Besides being compatible for SonosNet, the speaker can also be paired with another Play:1 to make a stereo pair, in which both act as a separate audio channel, also being Sonos' first mono speaker. It can also be paired alongside a Playbar and Sub to create a basic home theater system.

== History ==
After the announcement of the Playbar in February 2013, the product's specifications were released by the FCC on 10 September. The product was officially announced and released on 14 October by Sonos. The speaker was given the feature to use Wi-Fi itself on September. In October, 300 Play:1 speakers, of which 180 were reconstructed to house LED lighting, were used to construct an interactive map called Sounds of NYC at Sonos Studio in New York City from September 30 to October 5, which detailed the entire city and played songs defined by a selected borough.

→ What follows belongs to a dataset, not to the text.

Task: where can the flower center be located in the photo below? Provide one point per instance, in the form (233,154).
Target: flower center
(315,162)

On February, for Blue Note Records' 75th anniversary, the company collaborated with Blue Note to release the Play:1 Blue Note limited edition speaker, with a quantity run of 4,100 and was released on March 5. On June, Sonos also announced the Play:1 Tone limited edition speaker, with a quantity run of 5,000 and was released July 31. On September, Sonos released the Tuneplay feature to all Sonos devices and speakers. In November 2016, a beta feature added the capability to control the Play:1 and all compatible speakers with Spotify's Connect service.

== Features ==
The speaker is able to use Wi-Fi independently or a Sonos Bridge, Boost or itself by Ethernet connection to a router to form a wireless peer-to-peer mesh network called SonosNet with other speakers, allowing the user to play separate or identical media on one, many and/or all speakers within the network. The Wi-Fi can also be manually disabled through the source code.

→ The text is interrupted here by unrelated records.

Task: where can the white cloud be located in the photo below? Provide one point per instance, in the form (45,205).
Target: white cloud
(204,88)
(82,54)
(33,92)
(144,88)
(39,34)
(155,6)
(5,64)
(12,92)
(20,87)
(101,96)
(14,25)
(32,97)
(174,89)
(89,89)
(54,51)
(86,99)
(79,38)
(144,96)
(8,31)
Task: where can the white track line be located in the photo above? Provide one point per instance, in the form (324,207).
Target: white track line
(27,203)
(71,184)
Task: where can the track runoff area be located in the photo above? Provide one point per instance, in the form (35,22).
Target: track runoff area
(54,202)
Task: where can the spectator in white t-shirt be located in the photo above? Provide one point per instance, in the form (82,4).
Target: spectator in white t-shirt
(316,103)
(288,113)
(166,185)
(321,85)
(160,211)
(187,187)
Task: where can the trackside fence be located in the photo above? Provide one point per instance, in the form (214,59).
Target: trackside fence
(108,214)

The Play:1 can be paired to another without creating a mesh network. This procedure, known as stereo pairing, establishes each speaker as a left and right channel for audio and can be further added to the Playbar and Sub to create a basic home theater system and tuned with Tuneplay.

== Design ==

=== Hardware ===
Unlike the Play:3, which have 3 Class-D amplifiers and a tweeter, and the Play:5, which has three tweeters and mid-woofers and six Class-D amplifiers, the Play:1 features two Class-D amplifiers, a mid-woofer and a tweeter. It also has an AC and Ethernet port on the back of the speaker and is capable of 802.11a/b/g/n Wi-Fi connection. It runs on a 64-bit motherboard.

=== Software ===
The Sonos Controller app mainly controls and sets up the speaker, but can also connect other music services like Spotify, Apple Music, TuneIn and others. Furthermore, if the speaker is paired to others, then the same or different media can be played. The Trueplay feature allows the use of a phone to acoustically tune the surroundings of the speaker and adjusts based on its data. It also is able to play songs from a supported NAS drive.

== Reception ==
The Play:1 has been well received by critics. Matt Tinsley of Engadget praised the design, functionality and ease of use, but raised concerns of the app and stated that "when you're used to using the volume controls on your Mac or iOS device, it's a little counterintuitive" but concluded that "the Play:1 has a larger-than-life premium sound, considering its size and price point." What Hi-Fi? gave the Play:1 five stars and spoke its verdict that "it remains a brilliant-sounding wireless speaker, and a decent passage into multi-room for those on a tight budget", praising its sound, setup and configuration and portability, while criticizing the lack of physical connections and high-resolution audio support. GadgetReview criticized its size and step down in quality, but overall gave the speaker a positive review, and compared it to an Ultimate Ears BOOM speaker. Expert Reviews also criticized its limitations and compared its stereo pair function to the Play:3.